Sunday, March 26, 2017

Grief Journal: Integrity

Bugle played Taps at the fireman’s funeral
Broke my hidden heart
Blessed with tears for my brother
My brother, who is gone

I've recently had the opportunity to practice what I preach. The first came a week ago last Friday, and is referred to in the poem above.  I attended the funeral of Wilbur W, the husband of my co-worker Dianna.  Coincidentally, Wilbur served on the first crew to respond to the incident at the Murrah Federal Building on April 19.  Two firefighters served as his color guard prior to the service.  I was quite impressed by the dignity and ceremony.  At the end of the service, the older of the two served as a bugler, playing Taps.

I wept. 

The receiving line was long and slow.  We walked single file by the open casket, with little space to look away, through two doorways, to where the widow stood.  We were told that she wanted to hug every person in the line.  She seemed delighted to see me, and the co-worker who had come with.  I had no words - I was still recovering from the bugler's threnody.  I simply held her until she loosened her hold.

I pray she found as much comfort in that warm embrace as I did.

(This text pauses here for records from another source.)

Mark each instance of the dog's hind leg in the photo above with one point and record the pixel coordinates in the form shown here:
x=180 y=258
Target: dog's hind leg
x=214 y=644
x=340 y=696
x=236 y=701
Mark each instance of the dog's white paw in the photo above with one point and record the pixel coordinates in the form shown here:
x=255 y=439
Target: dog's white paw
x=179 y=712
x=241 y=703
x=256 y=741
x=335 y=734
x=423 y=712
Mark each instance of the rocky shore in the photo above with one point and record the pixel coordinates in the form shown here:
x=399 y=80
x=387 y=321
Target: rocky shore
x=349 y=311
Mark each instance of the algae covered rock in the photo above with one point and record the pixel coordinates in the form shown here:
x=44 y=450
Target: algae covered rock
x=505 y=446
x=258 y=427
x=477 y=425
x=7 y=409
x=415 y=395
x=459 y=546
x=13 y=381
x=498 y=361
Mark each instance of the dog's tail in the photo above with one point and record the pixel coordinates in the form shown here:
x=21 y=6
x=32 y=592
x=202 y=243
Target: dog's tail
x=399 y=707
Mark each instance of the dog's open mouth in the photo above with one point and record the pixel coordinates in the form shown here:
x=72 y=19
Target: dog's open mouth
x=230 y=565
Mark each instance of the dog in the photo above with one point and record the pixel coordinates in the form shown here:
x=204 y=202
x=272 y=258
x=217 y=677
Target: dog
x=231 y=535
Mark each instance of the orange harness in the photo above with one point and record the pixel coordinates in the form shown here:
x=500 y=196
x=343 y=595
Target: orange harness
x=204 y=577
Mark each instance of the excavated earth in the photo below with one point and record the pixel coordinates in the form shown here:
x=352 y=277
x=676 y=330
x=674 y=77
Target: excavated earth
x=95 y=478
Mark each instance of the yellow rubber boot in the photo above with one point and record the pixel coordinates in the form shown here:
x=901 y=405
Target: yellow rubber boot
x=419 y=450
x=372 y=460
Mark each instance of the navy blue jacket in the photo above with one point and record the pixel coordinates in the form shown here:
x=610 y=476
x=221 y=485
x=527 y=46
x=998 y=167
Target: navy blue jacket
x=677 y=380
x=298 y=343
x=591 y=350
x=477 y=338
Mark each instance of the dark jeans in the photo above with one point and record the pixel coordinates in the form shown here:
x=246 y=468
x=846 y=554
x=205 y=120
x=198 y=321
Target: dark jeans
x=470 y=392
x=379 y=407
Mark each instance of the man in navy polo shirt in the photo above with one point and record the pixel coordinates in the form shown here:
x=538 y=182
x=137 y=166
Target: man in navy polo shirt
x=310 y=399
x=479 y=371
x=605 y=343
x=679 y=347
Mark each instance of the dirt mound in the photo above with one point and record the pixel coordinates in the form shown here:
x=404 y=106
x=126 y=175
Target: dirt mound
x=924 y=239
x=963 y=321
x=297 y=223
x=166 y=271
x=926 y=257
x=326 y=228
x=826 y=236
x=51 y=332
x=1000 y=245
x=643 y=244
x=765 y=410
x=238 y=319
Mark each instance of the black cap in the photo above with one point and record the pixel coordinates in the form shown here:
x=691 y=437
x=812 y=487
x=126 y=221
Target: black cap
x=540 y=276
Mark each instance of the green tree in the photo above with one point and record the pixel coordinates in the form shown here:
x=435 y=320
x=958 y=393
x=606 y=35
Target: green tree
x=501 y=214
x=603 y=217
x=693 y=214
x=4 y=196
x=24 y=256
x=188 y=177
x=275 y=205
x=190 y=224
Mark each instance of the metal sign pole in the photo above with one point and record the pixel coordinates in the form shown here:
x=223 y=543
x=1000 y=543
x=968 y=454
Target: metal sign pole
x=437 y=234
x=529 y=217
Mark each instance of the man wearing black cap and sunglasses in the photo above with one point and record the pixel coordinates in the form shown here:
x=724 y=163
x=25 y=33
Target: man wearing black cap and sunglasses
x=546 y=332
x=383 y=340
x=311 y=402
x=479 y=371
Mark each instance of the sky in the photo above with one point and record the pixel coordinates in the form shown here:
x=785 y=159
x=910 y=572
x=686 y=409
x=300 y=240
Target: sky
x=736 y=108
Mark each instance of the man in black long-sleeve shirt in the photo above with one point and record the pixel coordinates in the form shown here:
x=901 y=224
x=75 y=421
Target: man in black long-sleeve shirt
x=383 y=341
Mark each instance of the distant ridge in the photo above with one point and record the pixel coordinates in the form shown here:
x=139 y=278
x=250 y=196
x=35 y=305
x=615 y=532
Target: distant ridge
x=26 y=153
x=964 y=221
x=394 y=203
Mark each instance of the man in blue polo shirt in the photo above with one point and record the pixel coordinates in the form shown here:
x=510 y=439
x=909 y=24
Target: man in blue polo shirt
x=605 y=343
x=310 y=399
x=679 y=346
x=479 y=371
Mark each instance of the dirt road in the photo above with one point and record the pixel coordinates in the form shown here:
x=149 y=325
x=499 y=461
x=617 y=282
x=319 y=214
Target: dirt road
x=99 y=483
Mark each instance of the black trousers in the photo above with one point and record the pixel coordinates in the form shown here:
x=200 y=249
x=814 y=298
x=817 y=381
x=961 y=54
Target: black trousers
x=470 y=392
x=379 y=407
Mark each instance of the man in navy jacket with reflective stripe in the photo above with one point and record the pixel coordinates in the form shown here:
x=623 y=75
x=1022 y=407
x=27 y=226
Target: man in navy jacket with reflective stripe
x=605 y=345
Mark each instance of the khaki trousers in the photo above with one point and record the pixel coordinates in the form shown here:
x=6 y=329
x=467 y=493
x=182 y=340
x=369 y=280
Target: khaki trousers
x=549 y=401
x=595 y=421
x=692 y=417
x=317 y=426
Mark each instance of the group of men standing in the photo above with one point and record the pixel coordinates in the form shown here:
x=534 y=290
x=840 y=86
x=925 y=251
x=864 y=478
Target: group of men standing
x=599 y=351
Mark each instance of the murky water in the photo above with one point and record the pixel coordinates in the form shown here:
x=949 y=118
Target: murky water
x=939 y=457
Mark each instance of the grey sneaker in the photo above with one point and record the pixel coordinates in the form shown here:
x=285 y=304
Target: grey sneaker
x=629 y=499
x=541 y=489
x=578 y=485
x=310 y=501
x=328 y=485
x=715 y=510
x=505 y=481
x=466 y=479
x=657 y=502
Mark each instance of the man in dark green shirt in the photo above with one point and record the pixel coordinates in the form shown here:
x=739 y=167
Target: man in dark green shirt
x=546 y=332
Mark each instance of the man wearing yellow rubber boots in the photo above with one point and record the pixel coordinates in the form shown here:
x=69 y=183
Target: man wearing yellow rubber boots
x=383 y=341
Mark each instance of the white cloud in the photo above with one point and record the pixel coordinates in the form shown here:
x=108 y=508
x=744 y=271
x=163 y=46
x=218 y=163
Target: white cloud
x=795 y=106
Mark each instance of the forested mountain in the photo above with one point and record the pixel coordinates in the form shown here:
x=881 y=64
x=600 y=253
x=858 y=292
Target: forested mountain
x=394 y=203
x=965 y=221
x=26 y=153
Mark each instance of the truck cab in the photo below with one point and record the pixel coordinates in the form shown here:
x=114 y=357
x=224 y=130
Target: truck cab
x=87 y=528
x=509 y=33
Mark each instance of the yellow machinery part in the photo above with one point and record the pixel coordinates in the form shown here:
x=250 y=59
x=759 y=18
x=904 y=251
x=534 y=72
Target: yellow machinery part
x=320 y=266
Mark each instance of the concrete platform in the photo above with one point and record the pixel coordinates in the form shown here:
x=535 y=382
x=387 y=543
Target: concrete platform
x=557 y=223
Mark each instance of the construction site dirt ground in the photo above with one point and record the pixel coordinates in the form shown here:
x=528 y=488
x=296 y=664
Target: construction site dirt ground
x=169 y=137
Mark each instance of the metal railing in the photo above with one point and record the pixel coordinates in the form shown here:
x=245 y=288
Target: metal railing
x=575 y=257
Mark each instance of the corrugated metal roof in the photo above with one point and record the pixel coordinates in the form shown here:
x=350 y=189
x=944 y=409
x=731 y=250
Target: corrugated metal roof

The second incident was last Sunday.  Remember when I wrote that my task was to accept even the most awkward comforting words in the spirit in which they were intended?  I got a chance to practice that a week ago today.  Oddly enough, these interactions seem to happen with people I tend to avoid.  This person undoubtedly considers himself a friend - he's a fellow well-met, as we say, and likely considers no one an enemy.  My emotional response to him has been one of caution - I tend to be suspicious of bonhomie; it can feel false, like a used car salesman.

All that is background.

He called me over.  Said something like, "How you doing?"  I made the traditional non-committal response of "OK."  Then he said, "Well, you've got a whole community of brothers and sisters to support you, don't you." 

I can only wonder if he was an only child. 

I smiled and thanked him, then moved on elsewhere.

Coincidentally, saw him at the library.  He noticed me; I waved and quickly moved the opposite direction, like a man on a mission.